By using a centre-out approach to intelligent automation, organisations can achieve fast deployment with fast results. By way of illustration, through the use of AI, businesses can position an email bot to highlight the data from customer emails that are of most importance to determine the required task. Case management can also be used in this instance to put the instruction into action in a matter of weeks, or even to automate a specific microjourney, therefore tasks can be ticked off without human intervention.
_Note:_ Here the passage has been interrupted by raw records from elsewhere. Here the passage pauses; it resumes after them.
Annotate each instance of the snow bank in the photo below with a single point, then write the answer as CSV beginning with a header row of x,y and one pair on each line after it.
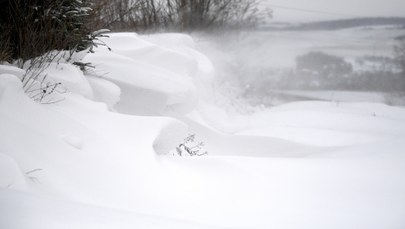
x,y
154,80
87,163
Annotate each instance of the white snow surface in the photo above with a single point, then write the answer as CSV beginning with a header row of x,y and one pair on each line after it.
x,y
101,157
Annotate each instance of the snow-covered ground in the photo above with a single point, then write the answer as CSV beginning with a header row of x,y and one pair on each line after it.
x,y
105,156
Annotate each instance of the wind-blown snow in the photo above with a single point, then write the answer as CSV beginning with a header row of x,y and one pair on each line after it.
x,y
91,160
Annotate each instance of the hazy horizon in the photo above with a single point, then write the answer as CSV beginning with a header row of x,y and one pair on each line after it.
x,y
315,10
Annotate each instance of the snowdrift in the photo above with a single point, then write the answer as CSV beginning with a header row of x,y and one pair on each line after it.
x,y
103,157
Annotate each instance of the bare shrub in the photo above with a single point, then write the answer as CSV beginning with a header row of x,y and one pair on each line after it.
x,y
141,15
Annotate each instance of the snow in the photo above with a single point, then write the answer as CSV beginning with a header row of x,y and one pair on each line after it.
x,y
101,158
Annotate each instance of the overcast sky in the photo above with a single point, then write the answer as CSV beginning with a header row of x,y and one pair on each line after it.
x,y
308,10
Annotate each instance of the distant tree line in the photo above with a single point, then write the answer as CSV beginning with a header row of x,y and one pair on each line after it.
x,y
33,28
179,15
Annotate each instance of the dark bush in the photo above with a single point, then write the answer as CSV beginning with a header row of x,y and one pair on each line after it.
x,y
32,28
180,15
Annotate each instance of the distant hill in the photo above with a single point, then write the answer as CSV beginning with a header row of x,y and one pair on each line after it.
x,y
343,24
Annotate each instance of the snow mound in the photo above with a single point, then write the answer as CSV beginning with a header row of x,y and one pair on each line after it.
x,y
154,80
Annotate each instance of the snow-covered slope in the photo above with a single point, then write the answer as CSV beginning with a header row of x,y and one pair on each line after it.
x,y
102,157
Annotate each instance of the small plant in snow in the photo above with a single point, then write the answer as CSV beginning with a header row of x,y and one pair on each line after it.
x,y
190,147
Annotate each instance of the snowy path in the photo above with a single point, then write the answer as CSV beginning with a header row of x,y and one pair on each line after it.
x,y
76,164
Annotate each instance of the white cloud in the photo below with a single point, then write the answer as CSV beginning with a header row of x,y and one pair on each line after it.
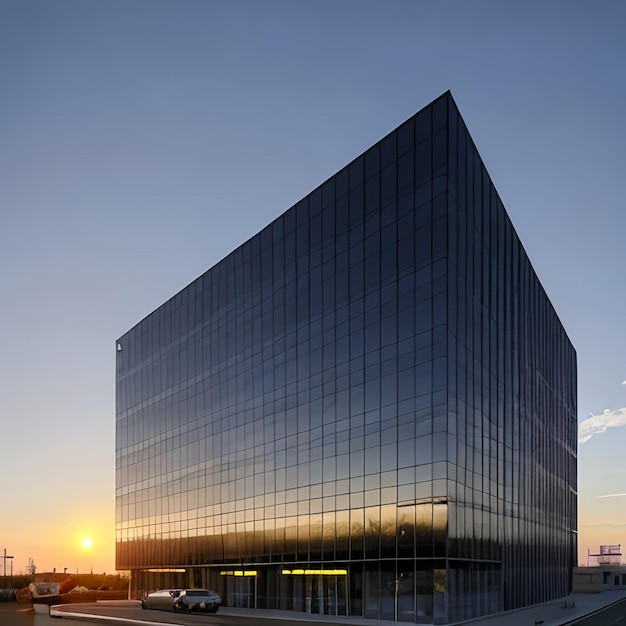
x,y
597,424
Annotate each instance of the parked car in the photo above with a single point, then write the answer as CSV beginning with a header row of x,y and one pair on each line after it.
x,y
182,600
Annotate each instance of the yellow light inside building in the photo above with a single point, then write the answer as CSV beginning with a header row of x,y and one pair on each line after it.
x,y
315,572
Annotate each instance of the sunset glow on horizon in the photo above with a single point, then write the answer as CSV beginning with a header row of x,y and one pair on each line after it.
x,y
142,144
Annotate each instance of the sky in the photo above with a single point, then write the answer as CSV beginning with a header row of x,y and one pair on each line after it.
x,y
141,141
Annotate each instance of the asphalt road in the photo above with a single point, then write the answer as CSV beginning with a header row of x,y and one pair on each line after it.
x,y
18,614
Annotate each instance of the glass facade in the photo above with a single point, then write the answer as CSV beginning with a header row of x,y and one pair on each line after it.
x,y
369,408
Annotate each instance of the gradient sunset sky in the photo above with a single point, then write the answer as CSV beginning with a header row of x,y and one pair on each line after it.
x,y
143,140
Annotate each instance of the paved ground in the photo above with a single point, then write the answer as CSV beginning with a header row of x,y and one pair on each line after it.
x,y
127,613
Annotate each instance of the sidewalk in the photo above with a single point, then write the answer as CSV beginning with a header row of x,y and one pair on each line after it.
x,y
555,613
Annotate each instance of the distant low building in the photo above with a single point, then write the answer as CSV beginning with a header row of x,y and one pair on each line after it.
x,y
599,578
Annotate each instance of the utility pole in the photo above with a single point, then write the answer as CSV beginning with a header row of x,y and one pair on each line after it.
x,y
5,557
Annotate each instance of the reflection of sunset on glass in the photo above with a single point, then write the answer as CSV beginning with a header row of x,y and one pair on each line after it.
x,y
111,155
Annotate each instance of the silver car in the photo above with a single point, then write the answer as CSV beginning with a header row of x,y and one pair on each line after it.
x,y
182,600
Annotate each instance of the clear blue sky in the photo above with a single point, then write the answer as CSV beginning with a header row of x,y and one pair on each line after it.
x,y
142,140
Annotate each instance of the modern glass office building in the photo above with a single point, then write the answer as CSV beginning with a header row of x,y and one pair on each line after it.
x,y
369,408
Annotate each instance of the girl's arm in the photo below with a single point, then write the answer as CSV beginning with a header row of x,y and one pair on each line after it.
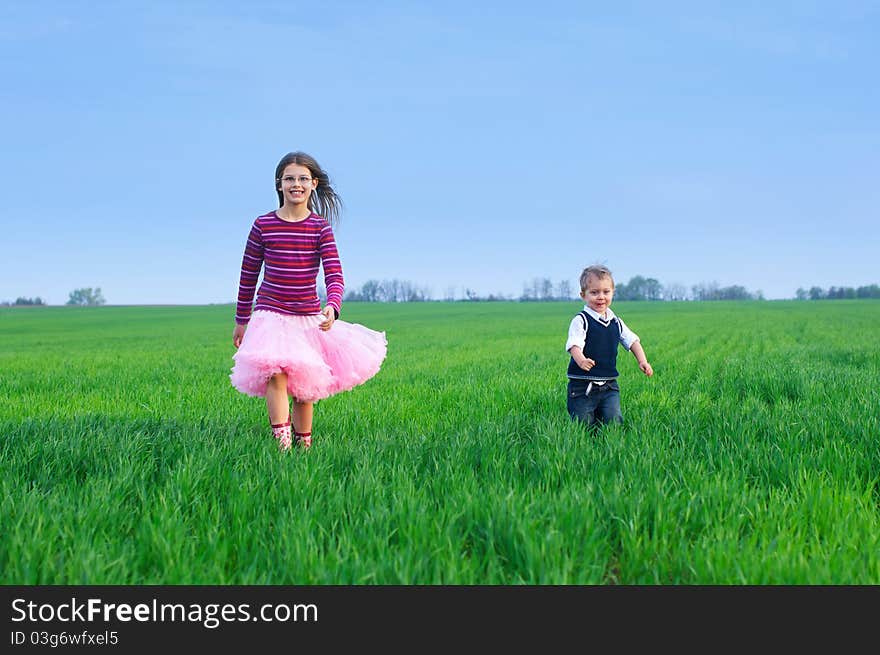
x,y
251,263
333,280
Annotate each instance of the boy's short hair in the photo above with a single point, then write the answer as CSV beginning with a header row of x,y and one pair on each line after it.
x,y
596,270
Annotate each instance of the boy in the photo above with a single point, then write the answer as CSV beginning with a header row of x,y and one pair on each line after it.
x,y
593,336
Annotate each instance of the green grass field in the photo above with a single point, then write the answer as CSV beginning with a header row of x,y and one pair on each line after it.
x,y
752,456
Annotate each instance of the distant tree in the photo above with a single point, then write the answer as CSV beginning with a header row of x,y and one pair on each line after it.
x,y
86,296
870,291
29,301
563,290
705,291
675,291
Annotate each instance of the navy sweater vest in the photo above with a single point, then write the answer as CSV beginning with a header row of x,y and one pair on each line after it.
x,y
601,347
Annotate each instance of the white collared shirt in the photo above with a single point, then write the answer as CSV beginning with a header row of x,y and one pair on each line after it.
x,y
577,333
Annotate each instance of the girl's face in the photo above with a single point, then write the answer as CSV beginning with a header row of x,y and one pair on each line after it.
x,y
297,184
599,292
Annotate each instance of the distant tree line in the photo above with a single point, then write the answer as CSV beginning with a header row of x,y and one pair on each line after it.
x,y
389,291
20,301
542,289
838,293
87,297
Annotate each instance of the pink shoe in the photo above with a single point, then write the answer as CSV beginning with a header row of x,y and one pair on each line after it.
x,y
284,441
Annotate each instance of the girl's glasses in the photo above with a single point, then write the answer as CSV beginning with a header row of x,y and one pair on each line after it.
x,y
302,179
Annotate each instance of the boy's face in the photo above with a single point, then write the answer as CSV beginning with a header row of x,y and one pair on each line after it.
x,y
598,294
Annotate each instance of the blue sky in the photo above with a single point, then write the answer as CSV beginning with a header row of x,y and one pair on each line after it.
x,y
474,144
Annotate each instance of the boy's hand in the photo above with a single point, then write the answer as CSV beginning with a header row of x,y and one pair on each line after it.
x,y
587,364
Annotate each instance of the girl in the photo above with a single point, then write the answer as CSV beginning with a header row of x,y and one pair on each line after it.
x,y
289,346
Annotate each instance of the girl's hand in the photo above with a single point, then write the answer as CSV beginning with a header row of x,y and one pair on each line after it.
x,y
329,318
587,364
238,334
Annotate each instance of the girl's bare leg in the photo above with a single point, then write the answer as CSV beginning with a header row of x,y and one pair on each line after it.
x,y
276,399
302,417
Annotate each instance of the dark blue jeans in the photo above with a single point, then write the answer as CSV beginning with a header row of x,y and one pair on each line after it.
x,y
600,405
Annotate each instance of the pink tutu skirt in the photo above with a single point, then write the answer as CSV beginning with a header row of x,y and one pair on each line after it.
x,y
318,364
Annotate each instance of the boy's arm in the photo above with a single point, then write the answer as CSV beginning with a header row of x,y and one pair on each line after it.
x,y
577,354
639,353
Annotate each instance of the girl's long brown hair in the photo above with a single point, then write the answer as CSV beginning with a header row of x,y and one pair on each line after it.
x,y
324,200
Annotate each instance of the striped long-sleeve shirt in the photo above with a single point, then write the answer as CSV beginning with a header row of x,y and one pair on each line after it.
x,y
292,254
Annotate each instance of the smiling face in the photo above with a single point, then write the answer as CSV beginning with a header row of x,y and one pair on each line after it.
x,y
599,292
296,185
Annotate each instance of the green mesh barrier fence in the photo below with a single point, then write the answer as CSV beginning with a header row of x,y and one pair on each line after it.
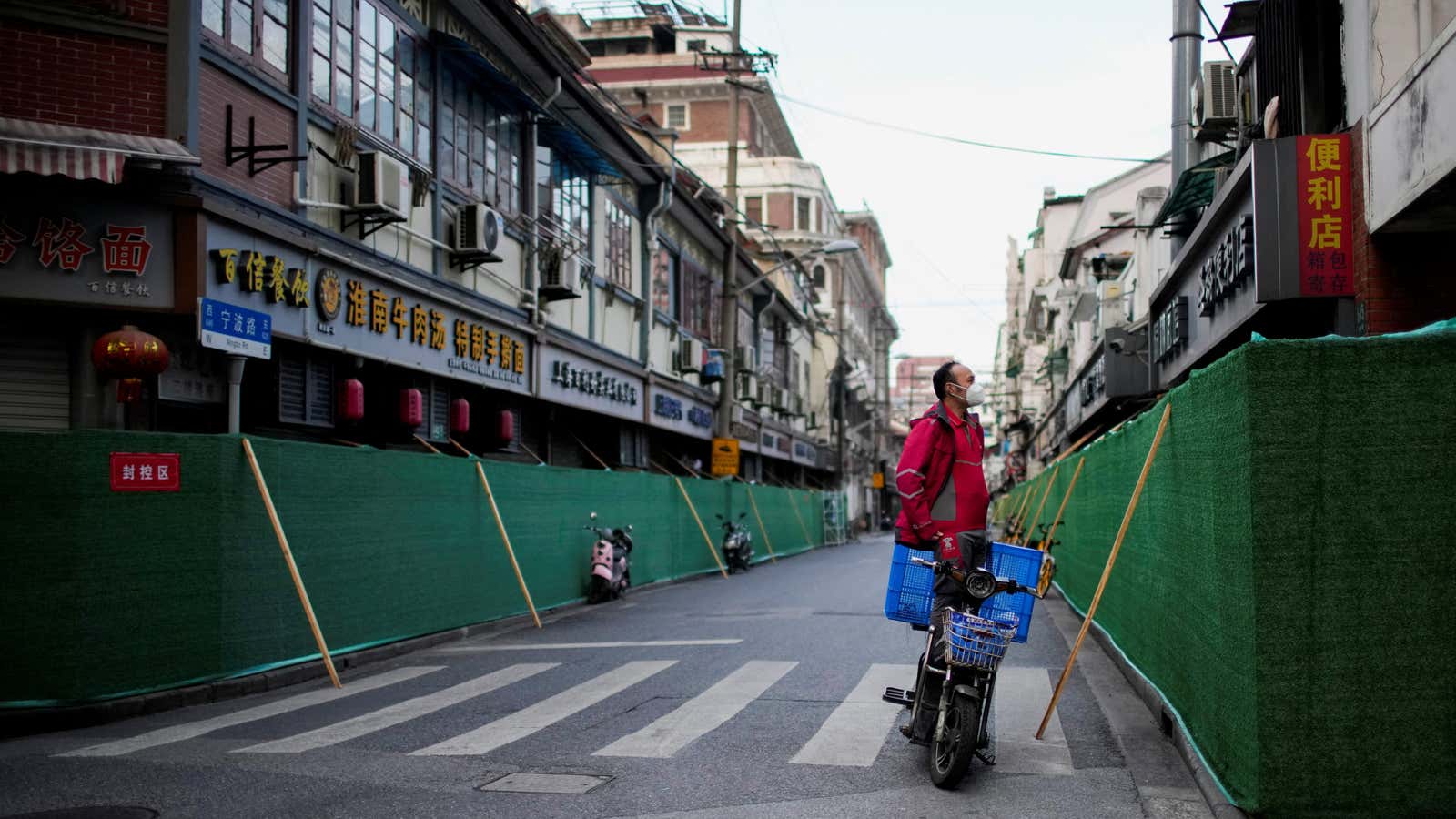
x,y
1281,581
113,593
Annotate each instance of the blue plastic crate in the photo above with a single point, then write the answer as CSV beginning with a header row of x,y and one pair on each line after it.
x,y
910,589
1023,566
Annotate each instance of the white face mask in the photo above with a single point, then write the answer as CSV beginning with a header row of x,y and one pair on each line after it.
x,y
973,395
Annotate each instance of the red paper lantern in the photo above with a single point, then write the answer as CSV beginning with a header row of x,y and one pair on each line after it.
x,y
411,407
506,426
130,354
351,399
459,416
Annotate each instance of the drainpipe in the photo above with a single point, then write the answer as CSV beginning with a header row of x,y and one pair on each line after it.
x,y
664,200
529,187
1187,51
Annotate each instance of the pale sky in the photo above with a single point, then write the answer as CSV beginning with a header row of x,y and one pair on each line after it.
x,y
1056,75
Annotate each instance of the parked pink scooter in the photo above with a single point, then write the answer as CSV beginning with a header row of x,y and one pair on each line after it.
x,y
611,574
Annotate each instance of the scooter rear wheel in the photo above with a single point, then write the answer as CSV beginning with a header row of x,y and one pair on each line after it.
x,y
953,751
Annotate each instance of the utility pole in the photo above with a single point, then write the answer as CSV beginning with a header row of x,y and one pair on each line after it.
x,y
730,303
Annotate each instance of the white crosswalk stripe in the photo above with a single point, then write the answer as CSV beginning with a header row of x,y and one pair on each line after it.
x,y
856,729
189,731
1019,702
548,712
398,713
701,714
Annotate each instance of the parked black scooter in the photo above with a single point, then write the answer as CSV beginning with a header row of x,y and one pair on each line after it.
x,y
611,573
737,542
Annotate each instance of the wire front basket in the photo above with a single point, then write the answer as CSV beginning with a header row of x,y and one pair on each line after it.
x,y
977,642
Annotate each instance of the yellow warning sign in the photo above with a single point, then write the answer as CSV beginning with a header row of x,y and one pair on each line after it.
x,y
725,457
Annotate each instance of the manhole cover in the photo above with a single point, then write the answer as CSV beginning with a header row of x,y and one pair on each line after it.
x,y
91,812
546,783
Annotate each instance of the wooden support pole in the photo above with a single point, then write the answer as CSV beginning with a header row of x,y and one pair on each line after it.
x,y
713,550
1107,570
510,552
293,567
800,518
1026,532
592,453
762,528
1046,542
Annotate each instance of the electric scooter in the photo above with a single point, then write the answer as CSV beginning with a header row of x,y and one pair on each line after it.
x,y
737,544
951,703
611,573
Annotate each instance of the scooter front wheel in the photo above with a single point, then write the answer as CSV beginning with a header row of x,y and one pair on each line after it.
x,y
951,751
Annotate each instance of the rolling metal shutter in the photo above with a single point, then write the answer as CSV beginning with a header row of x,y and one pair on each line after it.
x,y
35,385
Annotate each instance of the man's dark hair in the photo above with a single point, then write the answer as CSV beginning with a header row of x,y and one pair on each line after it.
x,y
941,376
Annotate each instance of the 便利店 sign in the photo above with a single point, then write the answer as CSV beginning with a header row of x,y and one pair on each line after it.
x,y
1325,228
146,472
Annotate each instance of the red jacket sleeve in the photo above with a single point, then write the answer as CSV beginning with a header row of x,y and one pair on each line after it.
x,y
910,479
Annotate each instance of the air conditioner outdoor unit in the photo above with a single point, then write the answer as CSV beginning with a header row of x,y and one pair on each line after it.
x,y
478,229
1113,302
778,398
1216,98
689,356
383,184
560,273
747,387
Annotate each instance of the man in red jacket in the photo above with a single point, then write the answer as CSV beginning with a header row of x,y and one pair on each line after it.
x,y
943,489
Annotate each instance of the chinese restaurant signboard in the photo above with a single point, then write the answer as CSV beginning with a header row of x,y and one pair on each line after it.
x,y
1325,229
341,308
89,254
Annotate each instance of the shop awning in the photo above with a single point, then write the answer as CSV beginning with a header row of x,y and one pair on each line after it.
x,y
1194,188
80,153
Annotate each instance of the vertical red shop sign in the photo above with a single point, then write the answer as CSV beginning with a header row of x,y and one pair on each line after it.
x,y
1325,228
146,472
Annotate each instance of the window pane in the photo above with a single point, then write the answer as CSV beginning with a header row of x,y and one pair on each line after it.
x,y
386,38
242,22
320,77
344,91
276,44
213,15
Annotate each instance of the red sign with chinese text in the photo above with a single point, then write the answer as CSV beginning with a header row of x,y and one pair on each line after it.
x,y
1325,228
146,471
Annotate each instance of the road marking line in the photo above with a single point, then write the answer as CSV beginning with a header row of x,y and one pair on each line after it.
x,y
398,713
701,714
856,729
560,646
546,713
189,731
1021,698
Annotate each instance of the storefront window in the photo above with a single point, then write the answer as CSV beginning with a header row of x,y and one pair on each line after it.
x,y
389,91
255,31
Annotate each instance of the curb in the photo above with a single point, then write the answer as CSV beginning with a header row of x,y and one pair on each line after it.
x,y
1168,723
67,717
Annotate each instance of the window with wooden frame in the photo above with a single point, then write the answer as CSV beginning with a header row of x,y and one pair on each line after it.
x,y
255,31
619,244
698,299
371,69
480,143
664,280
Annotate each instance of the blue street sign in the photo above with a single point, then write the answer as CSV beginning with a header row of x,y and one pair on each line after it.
x,y
235,329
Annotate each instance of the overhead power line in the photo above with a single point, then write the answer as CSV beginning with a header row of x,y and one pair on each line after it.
x,y
961,140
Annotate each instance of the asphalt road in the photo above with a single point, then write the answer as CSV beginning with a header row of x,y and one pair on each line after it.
x,y
766,705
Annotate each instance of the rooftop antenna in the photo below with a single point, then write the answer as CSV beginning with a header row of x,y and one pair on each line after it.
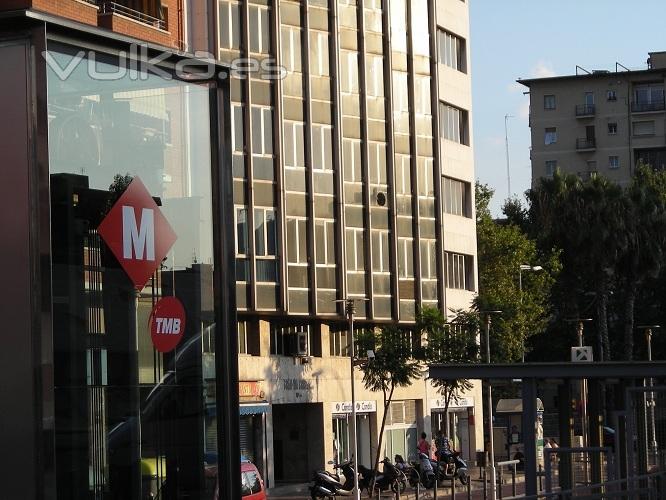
x,y
617,64
581,69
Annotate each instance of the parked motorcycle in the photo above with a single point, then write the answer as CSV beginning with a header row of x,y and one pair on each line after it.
x,y
452,466
391,478
423,471
329,485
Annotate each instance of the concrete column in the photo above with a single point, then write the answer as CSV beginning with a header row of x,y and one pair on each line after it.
x,y
264,338
325,341
529,435
268,450
566,433
327,433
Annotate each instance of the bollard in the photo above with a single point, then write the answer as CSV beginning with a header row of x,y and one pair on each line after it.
x,y
501,488
485,486
513,480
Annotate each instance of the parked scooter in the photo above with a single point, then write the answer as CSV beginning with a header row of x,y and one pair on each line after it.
x,y
422,471
328,485
390,479
452,466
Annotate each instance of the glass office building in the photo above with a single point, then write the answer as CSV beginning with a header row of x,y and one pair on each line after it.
x,y
113,201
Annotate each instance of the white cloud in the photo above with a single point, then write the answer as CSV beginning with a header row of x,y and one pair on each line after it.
x,y
542,69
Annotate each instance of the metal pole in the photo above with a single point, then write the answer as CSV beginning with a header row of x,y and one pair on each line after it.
x,y
491,445
651,401
583,400
353,447
506,142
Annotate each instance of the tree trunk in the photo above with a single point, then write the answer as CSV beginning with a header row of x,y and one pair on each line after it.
x,y
602,320
629,305
387,404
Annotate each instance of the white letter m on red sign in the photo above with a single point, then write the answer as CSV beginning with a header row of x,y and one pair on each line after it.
x,y
141,239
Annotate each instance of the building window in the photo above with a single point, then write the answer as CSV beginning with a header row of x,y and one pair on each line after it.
x,y
339,342
550,136
291,49
260,38
297,241
230,25
291,340
457,197
322,147
265,244
549,101
644,128
551,167
459,271
452,51
243,347
262,131
453,123
405,258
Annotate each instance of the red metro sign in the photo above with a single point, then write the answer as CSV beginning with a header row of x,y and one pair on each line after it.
x,y
137,233
167,324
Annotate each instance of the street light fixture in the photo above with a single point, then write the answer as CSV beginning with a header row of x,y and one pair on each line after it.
x,y
649,401
350,311
525,267
491,445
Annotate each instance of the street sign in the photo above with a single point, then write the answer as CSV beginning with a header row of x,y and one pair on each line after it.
x,y
137,233
582,354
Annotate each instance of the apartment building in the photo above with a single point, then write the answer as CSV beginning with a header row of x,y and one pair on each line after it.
x,y
602,122
353,178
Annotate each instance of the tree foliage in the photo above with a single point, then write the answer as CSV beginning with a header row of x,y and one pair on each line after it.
x,y
503,246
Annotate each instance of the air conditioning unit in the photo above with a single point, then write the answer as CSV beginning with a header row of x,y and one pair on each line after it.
x,y
302,347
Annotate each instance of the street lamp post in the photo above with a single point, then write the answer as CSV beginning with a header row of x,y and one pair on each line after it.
x,y
524,267
350,311
650,402
491,445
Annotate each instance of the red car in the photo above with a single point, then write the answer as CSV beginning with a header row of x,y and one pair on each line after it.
x,y
252,486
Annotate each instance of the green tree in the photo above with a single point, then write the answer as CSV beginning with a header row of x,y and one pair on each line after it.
x,y
502,248
395,364
451,342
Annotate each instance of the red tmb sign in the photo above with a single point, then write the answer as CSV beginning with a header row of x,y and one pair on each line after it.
x,y
167,324
137,233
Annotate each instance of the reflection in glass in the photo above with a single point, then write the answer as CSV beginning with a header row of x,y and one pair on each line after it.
x,y
130,422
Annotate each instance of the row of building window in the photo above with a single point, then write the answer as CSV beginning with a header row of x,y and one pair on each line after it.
x,y
643,95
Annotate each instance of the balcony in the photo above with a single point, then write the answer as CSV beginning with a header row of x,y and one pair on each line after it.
x,y
646,107
584,110
586,144
133,14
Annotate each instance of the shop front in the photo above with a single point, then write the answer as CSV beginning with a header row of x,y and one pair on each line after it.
x,y
128,304
456,423
365,413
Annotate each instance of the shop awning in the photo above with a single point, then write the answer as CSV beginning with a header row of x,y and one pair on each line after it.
x,y
254,409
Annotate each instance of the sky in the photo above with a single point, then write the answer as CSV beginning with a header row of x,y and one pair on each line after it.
x,y
513,39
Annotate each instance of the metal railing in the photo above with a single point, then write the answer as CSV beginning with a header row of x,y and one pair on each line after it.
x,y
135,15
586,143
643,106
585,109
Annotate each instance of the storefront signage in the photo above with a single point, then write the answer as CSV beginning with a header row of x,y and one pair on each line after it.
x,y
361,407
250,390
137,233
440,404
167,324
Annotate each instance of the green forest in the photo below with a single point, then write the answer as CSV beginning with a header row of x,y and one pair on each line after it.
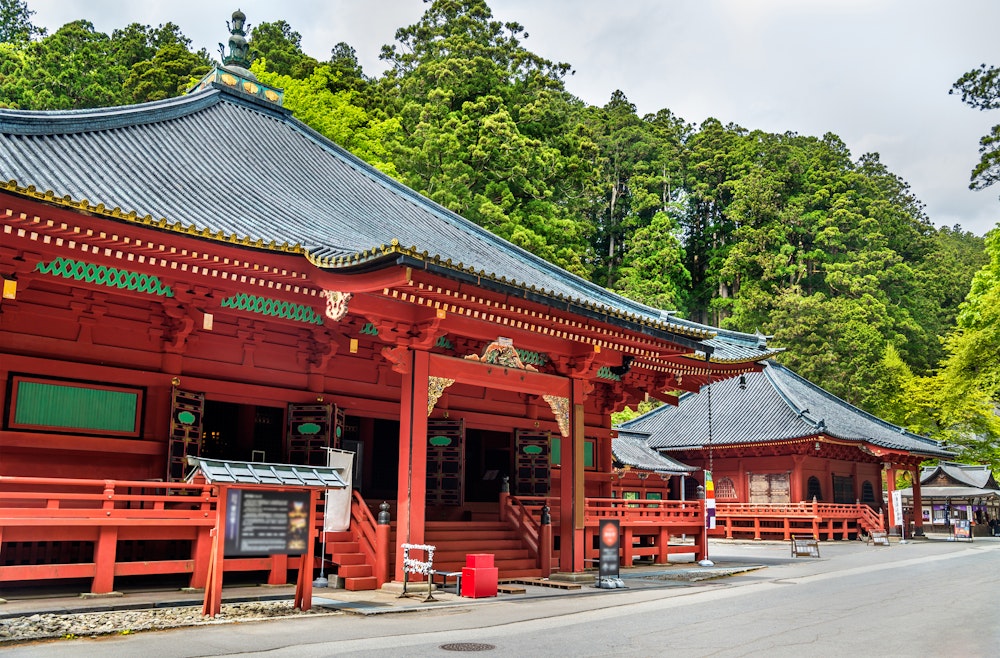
x,y
828,253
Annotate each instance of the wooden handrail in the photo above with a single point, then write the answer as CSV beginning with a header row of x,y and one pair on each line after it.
x,y
523,520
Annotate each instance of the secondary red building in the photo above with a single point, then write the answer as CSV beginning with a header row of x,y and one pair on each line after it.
x,y
786,455
208,276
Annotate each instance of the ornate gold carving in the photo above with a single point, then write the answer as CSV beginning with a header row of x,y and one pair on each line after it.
x,y
397,357
435,388
336,303
560,409
501,354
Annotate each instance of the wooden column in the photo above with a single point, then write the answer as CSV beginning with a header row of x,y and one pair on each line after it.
x,y
918,504
890,486
571,550
412,488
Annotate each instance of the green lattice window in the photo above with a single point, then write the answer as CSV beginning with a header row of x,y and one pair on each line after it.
x,y
272,307
102,275
588,452
50,405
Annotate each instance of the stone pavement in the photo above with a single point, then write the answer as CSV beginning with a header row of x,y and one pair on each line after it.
x,y
26,602
730,557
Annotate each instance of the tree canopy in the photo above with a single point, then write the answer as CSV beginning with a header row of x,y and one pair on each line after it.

Applying RPA to automate repetitive tasks isn’t a permanent solution, and doesn’t fall into the category of real intelligent automation. To achieve the real thing, companies need to seek out a single, unified platform that involves a mixture of AI and robotics, with the supplementary help of case management to organise customer outcomes. Having the ability to adapt to a world that is constantly changing is essential, as organisations need to be flexible and use platforms of the utmost standard to be relevant in the modern market and stay ahead of the competition. Moreover, businesses no longer have to settle for poor technology and sub-par processes, as the technology is advancing constantly. The investment of real intelligent automation will allow organisations to accomplish superior results faster and cheaper, while achieving a higher level of customer satisfaction.

Don Schuerman is CTO of Pegasystems.